A/N: Hey! Okay, so I completely forgot to add the break lines in on the first chapter. It should be fixed and much easier to read now. Thanks for stickin' through it anyway!

So thanks for the lovely reviews for the first chapter—it was a nice way to start it off.

I know today's chapter is pretty short (sorry!) but it's because the next chapter really needs to be on its own, so it's all for the best, ok?

Happy Independence Day! I love this holiday—it's my favorite after Christmas and my birthday (Which is August 11 if anyone cares, and yes, it is nice not to have school on my birthday, so yes, it is a holiday for me, lol.) I got kind of emotional at the parade my town holds every year when various servicemen walked by, representing each branch of the military. We had a lot of Marines this year—my sister and I both thought of when Gibbs left in Season 3 and said, "Semper fi." One of the trucks had that phrase on it and I had this terrible urge to say, "Oorah!" I come from a line of police men, military men, and patriotic hearts so it tends to get to me.

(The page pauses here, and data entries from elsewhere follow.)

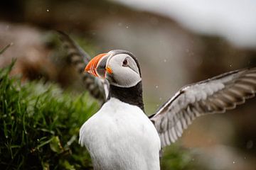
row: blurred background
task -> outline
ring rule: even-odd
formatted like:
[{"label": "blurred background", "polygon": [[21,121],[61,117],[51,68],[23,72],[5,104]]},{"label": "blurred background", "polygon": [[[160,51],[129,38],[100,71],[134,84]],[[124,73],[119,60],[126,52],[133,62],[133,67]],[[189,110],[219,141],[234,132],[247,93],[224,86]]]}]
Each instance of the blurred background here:
[{"label": "blurred background", "polygon": [[[150,115],[184,85],[256,67],[255,16],[254,0],[1,1],[0,49],[11,45],[0,67],[16,58],[11,74],[24,84],[43,79],[82,93],[55,30],[92,56],[127,50],[139,61]],[[255,170],[255,103],[196,119],[166,149],[162,169]]]}]

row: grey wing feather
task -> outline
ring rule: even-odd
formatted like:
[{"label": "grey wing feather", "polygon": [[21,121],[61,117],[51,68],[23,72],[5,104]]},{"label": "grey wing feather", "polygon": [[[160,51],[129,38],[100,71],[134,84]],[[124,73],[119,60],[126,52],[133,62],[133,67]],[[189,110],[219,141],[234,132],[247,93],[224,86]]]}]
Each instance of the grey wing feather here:
[{"label": "grey wing feather", "polygon": [[150,119],[161,147],[175,142],[197,117],[225,113],[255,96],[256,68],[237,70],[182,88]]},{"label": "grey wing feather", "polygon": [[106,80],[99,79],[84,72],[85,66],[91,57],[66,33],[58,31],[64,47],[67,50],[68,60],[73,64],[81,75],[83,84],[90,94],[102,102],[107,100],[109,93],[109,84]]}]

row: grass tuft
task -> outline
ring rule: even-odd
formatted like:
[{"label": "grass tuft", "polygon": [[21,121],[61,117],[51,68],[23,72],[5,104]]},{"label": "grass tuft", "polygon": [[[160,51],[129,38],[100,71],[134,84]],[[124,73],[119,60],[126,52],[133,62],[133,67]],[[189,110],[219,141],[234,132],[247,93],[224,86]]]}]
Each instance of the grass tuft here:
[{"label": "grass tuft", "polygon": [[79,128],[99,108],[87,94],[41,81],[21,84],[0,70],[1,169],[91,169]]}]

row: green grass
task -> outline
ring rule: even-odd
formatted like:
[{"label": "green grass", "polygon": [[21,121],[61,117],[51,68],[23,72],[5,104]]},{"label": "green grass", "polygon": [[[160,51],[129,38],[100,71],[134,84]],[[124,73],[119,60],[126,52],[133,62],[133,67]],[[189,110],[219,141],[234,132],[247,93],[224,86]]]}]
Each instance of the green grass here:
[{"label": "green grass", "polygon": [[99,108],[87,94],[41,81],[21,84],[0,70],[1,169],[91,169],[79,128]]}]

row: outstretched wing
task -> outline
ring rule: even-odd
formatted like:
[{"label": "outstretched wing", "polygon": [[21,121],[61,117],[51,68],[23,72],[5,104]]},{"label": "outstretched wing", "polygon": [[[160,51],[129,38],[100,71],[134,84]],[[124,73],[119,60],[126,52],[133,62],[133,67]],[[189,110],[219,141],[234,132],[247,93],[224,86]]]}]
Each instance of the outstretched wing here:
[{"label": "outstretched wing", "polygon": [[256,68],[237,70],[182,88],[150,119],[161,147],[174,142],[196,117],[224,113],[254,97]]},{"label": "outstretched wing", "polygon": [[91,57],[66,33],[58,31],[64,47],[67,50],[68,60],[81,74],[83,84],[90,94],[102,102],[105,102],[109,93],[109,84],[105,79],[97,79],[85,73],[84,69]]}]

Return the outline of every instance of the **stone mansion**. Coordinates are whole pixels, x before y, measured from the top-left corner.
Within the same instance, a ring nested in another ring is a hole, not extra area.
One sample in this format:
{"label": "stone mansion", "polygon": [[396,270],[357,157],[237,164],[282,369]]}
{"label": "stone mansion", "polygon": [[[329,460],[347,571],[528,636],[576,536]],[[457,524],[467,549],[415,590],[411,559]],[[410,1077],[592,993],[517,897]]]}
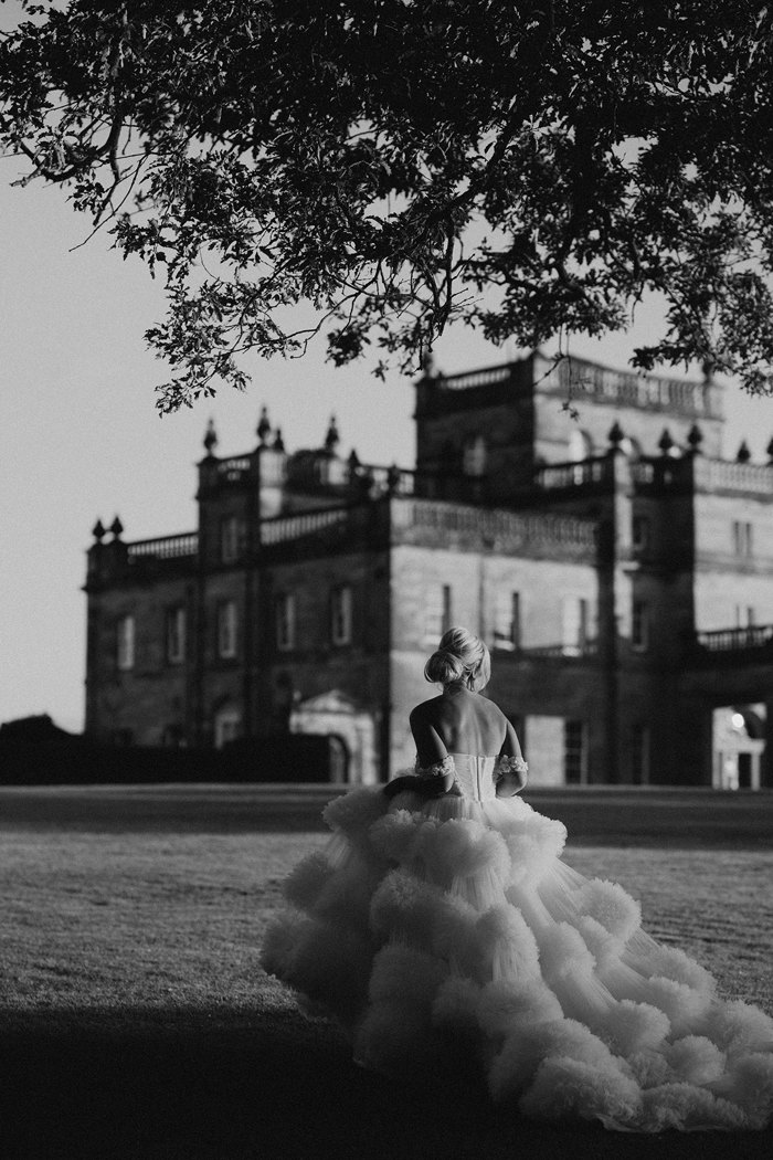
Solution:
{"label": "stone mansion", "polygon": [[411,471],[342,456],[334,421],[289,452],[264,411],[228,458],[210,425],[197,529],[94,529],[87,733],[333,734],[342,776],[386,780],[464,624],[534,784],[773,784],[773,462],[725,457],[723,390],[539,353],[428,368]]}

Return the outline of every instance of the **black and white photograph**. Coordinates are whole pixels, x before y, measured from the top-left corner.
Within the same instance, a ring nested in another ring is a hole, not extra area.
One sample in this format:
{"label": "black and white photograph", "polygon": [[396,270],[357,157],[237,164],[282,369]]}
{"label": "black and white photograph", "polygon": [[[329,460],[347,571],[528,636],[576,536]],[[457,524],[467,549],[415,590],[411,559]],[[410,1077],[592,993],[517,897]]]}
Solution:
{"label": "black and white photograph", "polygon": [[0,0],[0,1160],[773,1148],[773,10]]}

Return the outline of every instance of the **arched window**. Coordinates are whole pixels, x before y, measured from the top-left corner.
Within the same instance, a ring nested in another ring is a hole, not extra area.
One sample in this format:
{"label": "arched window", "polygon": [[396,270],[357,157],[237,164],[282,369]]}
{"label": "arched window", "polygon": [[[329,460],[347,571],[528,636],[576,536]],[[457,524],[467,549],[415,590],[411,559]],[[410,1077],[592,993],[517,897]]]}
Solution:
{"label": "arched window", "polygon": [[241,713],[233,705],[224,705],[214,718],[214,747],[221,749],[241,734]]}
{"label": "arched window", "polygon": [[468,435],[461,445],[461,470],[466,476],[486,474],[486,440],[482,435]]}
{"label": "arched window", "polygon": [[569,459],[571,463],[579,463],[588,459],[593,454],[593,440],[588,432],[575,427],[569,435]]}

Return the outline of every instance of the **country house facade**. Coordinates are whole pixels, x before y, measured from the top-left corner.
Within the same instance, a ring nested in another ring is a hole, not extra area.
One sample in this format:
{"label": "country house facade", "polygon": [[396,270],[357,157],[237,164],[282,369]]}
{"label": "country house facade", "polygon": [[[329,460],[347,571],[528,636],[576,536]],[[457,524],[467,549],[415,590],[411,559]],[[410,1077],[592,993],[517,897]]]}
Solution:
{"label": "country house facade", "polygon": [[[773,465],[723,457],[723,387],[539,353],[418,380],[416,465],[257,444],[198,465],[198,527],[88,552],[87,733],[341,739],[413,762],[451,624],[535,784],[772,784]],[[773,445],[773,444],[772,444]]]}

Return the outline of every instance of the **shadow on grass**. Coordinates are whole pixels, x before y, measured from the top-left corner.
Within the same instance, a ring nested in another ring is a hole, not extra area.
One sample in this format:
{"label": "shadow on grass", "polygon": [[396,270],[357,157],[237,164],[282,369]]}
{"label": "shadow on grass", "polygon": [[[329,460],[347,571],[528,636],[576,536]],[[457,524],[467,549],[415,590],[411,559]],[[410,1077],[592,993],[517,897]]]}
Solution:
{"label": "shadow on grass", "polygon": [[363,1072],[330,1024],[297,1013],[0,1009],[2,1160],[744,1160],[771,1132],[657,1137],[546,1128],[472,1082]]}

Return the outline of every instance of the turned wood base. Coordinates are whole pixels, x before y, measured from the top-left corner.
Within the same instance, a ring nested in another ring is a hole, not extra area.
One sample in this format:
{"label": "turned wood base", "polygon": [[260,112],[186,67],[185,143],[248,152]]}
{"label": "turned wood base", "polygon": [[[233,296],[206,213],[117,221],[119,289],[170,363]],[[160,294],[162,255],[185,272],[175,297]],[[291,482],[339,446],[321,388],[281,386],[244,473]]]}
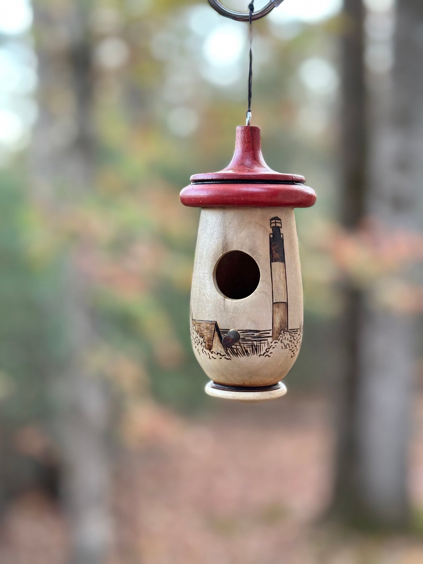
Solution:
{"label": "turned wood base", "polygon": [[205,392],[214,398],[236,399],[239,402],[265,402],[281,398],[287,393],[287,386],[282,382],[273,386],[224,386],[213,381],[206,385]]}

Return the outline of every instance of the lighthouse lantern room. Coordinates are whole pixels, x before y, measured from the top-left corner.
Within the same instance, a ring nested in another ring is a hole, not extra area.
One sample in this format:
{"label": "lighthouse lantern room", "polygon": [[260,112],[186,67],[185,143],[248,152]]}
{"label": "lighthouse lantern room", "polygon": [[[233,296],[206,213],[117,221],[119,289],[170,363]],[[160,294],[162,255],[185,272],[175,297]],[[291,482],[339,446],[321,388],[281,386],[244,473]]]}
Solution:
{"label": "lighthouse lantern room", "polygon": [[236,130],[230,165],[196,174],[182,202],[201,207],[191,289],[196,356],[210,395],[257,401],[281,381],[302,337],[301,273],[294,208],[313,205],[303,177],[269,168],[260,130]]}

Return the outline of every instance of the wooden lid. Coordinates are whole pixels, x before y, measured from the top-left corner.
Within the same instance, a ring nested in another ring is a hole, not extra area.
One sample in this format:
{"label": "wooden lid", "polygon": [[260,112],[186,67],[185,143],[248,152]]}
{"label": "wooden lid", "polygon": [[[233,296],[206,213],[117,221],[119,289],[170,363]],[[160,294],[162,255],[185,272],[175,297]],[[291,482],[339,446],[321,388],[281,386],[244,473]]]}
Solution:
{"label": "wooden lid", "polygon": [[298,174],[272,170],[261,151],[260,129],[236,128],[235,152],[230,164],[217,173],[194,174],[180,192],[184,205],[307,208],[316,201],[314,190]]}

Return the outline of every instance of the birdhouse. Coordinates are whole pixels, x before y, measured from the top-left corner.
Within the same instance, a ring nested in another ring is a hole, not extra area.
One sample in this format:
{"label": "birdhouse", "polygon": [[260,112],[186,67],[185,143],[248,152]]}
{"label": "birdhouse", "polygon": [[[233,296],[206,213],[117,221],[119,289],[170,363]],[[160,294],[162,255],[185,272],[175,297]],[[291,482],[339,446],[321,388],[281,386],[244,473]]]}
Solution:
{"label": "birdhouse", "polygon": [[210,395],[245,401],[284,395],[281,381],[302,337],[301,272],[294,208],[313,205],[303,177],[270,169],[260,130],[236,129],[223,170],[195,174],[180,193],[201,208],[191,289],[195,355]]}

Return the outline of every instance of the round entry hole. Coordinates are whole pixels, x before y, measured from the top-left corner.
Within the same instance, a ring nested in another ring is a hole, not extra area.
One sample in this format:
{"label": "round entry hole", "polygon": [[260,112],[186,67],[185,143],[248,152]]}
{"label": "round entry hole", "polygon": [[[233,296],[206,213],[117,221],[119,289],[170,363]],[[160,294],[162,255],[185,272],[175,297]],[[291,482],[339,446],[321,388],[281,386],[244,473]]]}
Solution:
{"label": "round entry hole", "polygon": [[223,296],[231,299],[242,299],[251,296],[258,286],[260,269],[249,254],[231,250],[219,259],[215,279]]}

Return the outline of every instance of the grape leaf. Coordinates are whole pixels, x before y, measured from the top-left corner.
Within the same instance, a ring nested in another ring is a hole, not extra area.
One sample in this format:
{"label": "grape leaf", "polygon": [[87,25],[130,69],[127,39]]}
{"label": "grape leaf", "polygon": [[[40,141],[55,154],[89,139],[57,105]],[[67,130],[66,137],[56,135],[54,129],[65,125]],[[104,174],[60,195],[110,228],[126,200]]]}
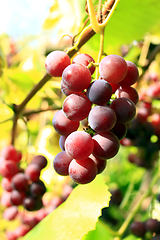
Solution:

Thanks for sticking through my ramble.

I love you for it. Really, I do.

Okay, here we go.


Tony arrived at work the next morning an hour before even Gibbs got in. Six o'clock, on the dot. He sat at his desk, finishing paperwork from the previous day's events. No one had expected to see him that day. Not even the security guards he met every day in the lobby. As he walked away he could feel their eyes on his back, all whispering the same thing: That poor boy. He didn't want their pity. He knew what they were thinking. And they were right.

He failed her.

He looked up from his desk to the one across from him. He half-expected to find her sitting there, working away diligently as she did. He half-expected to turn his head and find her behind him, looking over his shoulder at his screen. He half-expected to throw a ball of paper at her head or launch a spitball into her hair. He half-expected her to tell him about her latest driving accident—there had been three in the first year she worked with him, and countless more since. He half-expected her to stroll in at any moment, backpack casually slung over her shoulder.

She didn't.

The ache in his heart had grown with the burden of the guilt he knew he deserved.

"DiNozzo," Gibbs said as he walked up to Tony's desk.

Tony slowly looked up at Gibbs, removing his gaze from the empty desk before him. "Boss,"

"I do not need to see you here today," He said quietly.

"I need to be here," He said. "Mossad might call with some questions,"

Gibbs shook his head as he sat down at his desk, coffee cup at ready. "I don't think they will, DiNozzo,"

"Well if they don't I will. We were the last ones to see her," He said, not finishing his sentence with the word "alive."

"McGee's taking the week off. You should too," He suggested, ignoring the previous comment.

"I'm fine," He lied. He knew Gibbs could see right through it, but he didn't care. "And shouldn't you be working on your boat and a bottle of bourbon?" He added snidely.

Gibbs put a finger on a stack of files. "Paperwork,"

"I'm sure Vance would understand,"

Gibbs sighed. He hadn't wanted this for Tony. He didn't want Tony to become like him, coming to work so early to avoid facing himself. He wasn't supposed to have the same burdens buried deep inside. It wasn't supposed to turn out this way. Gibbs looked at Tony, their eyes saying the things that words cannot express. "Okay," He agreed.

And so there they sat, two men both wounded by their pasts and by the present lives in which they suffered.


Tony stormed into the elevator, angering bubbling with volcanic ash inside of him. I'm tired of pretending. He flipped the emergency off switch. Vance had just tried talking him into taking a week or two of bereavement time. Why did everyone think he was so fragile? So vulnerable? He was fine. He was strong, strong as he'd always been. He was a DiNozzo man. He was tough. DiNozzo men don't cry. And with that a tear fell.

He slid down the silvery wall of the elevator, his head falling down into his hands, elbows propped up on his knees. He began to cry. He cried tears of anger and hurt and regret and guilt, but mostly because he missed her. Oh, how he missed her. He missed how she messed up her idioms and he missed how she would so often threaten to hurt him, even kill him. I will kill you eighteen different ways with this paperclip! He missed her eyes and her smile and her heart. He missed her touch. He missed her laughter.

He felt as if his world was crashing down on him. A physical pain had developed inside the pit of his stomach. It was the same pain that he had felt last summer, when Jenny died, and when he was separated from the team. You could have called.

He failed her. He failed her so many times.

How could he have done this to her?

He wiped his eyes with the back of his sleeve and looked around. I'm tired of pretending. He shut his eyes as he tried to shut out the memory that haunted his mind.